Kanal A Yayın Koordinatörü Fahrettin Damga'nın konuğu olan TBMM Adalet Komisyonu Başkanı ve AK Parti Ankara Milletvekili Adayı Ahmet İyimaya, gündeme ilişkin önemli açıklamalarda bulundu.
İşte İyimaya'nın açıklamalarından öne çıkanlar;
"CHP'nin iktidar olmaması genetik bir olay"
"Bir defa 1950'deki olayı doğru teşhis etmek lazım. Ben bu tarihi Milli iradenin tecellisi olarak okumuyorum. Bunun yanında millete uygulanan diktatörlükle ve faşizmle bütün özgürlüklerini yasaklayan bir parti rejiminin milli bir hükümle artık seçimi kazanma yolunun kapatılması olarak görüyorum.
Burada demokrasiye açılan kapının yanında yıllarca demokrasiye ön vermeyen, özgürlükleri yok eden tek parti diktatörlüğünün millet tarafından mahkum edilmesi olarak bakıyorum. O dönemden sonra tek başına iktidar olamadı. Koalisyon falan. Yani bu çok önemli genetik bir olay. Bu antropolojik bir olay. Siyaset biliminde de pek tahlil edilmiş bir olay değil. CHP'nin geldiği geleneğin genlerinde millet mahkum ettiği bu makus talihi yenebilir mi?"
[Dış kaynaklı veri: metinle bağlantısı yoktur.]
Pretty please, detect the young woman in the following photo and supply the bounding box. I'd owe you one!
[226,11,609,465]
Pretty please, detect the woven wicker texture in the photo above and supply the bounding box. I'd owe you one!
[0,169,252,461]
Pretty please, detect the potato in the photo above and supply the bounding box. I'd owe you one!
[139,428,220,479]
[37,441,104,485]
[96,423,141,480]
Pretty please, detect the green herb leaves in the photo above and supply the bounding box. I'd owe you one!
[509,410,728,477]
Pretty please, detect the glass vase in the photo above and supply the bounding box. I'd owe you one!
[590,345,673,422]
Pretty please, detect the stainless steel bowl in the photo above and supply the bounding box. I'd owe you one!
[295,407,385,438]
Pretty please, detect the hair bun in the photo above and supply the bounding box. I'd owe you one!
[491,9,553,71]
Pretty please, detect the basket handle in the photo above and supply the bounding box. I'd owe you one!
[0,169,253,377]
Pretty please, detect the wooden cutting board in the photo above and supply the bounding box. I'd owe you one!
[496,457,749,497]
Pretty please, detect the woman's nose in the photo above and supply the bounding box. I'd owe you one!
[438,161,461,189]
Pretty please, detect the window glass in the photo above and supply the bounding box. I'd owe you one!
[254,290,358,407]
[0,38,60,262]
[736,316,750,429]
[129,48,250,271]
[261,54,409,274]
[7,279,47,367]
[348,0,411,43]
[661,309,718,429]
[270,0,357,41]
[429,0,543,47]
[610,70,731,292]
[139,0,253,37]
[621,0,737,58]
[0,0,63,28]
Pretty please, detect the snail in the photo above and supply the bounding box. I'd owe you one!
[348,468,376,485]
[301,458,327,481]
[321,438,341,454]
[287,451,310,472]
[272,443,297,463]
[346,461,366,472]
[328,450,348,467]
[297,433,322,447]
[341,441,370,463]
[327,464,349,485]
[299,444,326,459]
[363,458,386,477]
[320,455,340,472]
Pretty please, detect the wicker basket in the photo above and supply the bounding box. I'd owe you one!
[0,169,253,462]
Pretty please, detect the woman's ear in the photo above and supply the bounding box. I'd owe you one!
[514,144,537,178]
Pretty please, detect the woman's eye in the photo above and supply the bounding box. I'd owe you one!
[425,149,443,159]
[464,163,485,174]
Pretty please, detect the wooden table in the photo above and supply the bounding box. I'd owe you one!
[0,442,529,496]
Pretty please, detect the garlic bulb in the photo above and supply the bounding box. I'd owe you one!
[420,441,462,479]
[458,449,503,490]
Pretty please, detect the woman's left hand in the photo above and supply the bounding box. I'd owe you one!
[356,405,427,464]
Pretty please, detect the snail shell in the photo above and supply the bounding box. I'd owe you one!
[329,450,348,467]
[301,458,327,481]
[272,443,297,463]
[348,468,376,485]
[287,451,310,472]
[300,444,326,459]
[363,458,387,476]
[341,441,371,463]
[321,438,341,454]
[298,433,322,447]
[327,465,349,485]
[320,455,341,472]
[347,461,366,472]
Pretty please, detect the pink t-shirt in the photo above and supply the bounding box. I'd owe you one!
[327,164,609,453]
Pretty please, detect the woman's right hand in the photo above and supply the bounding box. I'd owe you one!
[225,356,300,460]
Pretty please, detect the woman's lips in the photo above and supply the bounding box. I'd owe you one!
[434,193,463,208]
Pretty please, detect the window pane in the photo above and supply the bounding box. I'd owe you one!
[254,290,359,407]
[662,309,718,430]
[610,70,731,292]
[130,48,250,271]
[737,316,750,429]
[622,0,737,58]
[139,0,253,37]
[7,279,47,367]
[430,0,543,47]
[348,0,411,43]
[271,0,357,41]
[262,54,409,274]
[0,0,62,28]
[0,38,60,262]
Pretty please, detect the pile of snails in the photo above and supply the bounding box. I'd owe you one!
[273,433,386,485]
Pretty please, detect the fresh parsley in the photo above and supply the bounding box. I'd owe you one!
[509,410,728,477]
Türkiye, stratejisini Cumhuriyet Gazetesi'nden öğrenecek değil
"Şahsen Cumhuriyet Gazetesi'nin manşetini okumadım. Ama MİT TIR'ları olayı tamamen seçim süreçlerinde sonuç sağlamaya yönelik gerçekle bağdaşmayan senaryonun şekillenmesi biçiminde ortadadır. Bir defa Türkiye büyük devlettir. Suriye'deki bir sorunla, Irak'taki bir sorunla, Mısır'daki bir sorunla, Kırım'daki bir sorunla nasıl uğraşacağını hangi stratejiyi geliştireceğini Cumhuriyet Gazetesi'nden öğrenecek değil. Cumhuriyet Gazetesi'nde bu gibi devletin haklı ve rasyonel bilgilerini elde etme kapasitesinin doğruluk temelinde gerçeği yansıtmadığını düşünüyorum. O mesele kapanmıştır. Türkiye Suriye savaşına girmeden, Suriye'ye dünyanın hiç bir devletinin vermediği göç desteğini sağlamıştır."
"Bugün 5 Milyar doların üzerinde Türkiye'nin Suriyeli mültecilere desteği var. Bu büyük desteği görmeden büyük sözünü bir TIR'a hapsetmek yanlış. İftiranızın bir parmak yere basması lazım. Türkiye terörden en fazla zarar gören ülke. Bir defa isnat ve iftiralarla bu sorundan gerçek üretmek mümkün değildir. Türkiye karşı karşıya bulunduğu Suriye sorunuyla, terör sorunuyla ve terör yapılarıyla destek içinde olması mümkün değildir. Türkiye 30-40 yıldır terörle mücadele ediyor. Bu mücadeleyi bir gazetenin 10 santimetre karelik bir köşesi ile inkar etmek, örtmek mümkün değildir."
"Demirtaş 7-8 gün ortalıkta görünmedi. Televizyona çıktığı ilk akşam çipi çipil terliyordu"
"Şimdi şöyle söyleyeyim. Bir defa seçim süreçlerini doğru analiz etmek için yarışan partileri doğru analiz etmek lazım. Bugün HDP, siz partisiniz. 6-7-8 Ekim olaylarında Eş Genel Başkan olarak Selahattin Demirtaş, "Sokağa çıkın taşı taş üzerinde bırakmayın" dedi ve 53 kişi şehit oldu. PKK karşıtı eğilimi olan arkadaşlarımız vahşice katledildi. Bakın orada bir olay var. Biz Sayın Demirtaş ile aynı parlamentoda çalıştık. Birlikte çalıştık."
"Orada bir olay var. Demirtaş 7-8 gün ortalıkta görünmedi. Televizyona çıktığı ilk akşam çipi çipil terliyordu. Ter damlayarak açıklama yaptı. Bu insan vicdanının derininden beyine ve ruha sıçrayan emirler, eğer biraz müspet duygularla donanmış iseniz tere dönüşür. Bu çok çok önemli.
Gelişmiş ülkelerde herhangi bir demokratik partinin böyle bir girişimde bulunması anında yasaklanır. Bakın partiler hukukunda odak tanımında kendisine ait olduğu kesin olan ve uygulanan ve yaşama hakkını yok eden bir emrin mimarı ise ve o kişide partinin genel başkanı ise seçimlere devam edemez. Gelişmiş ülkelerde böyledir."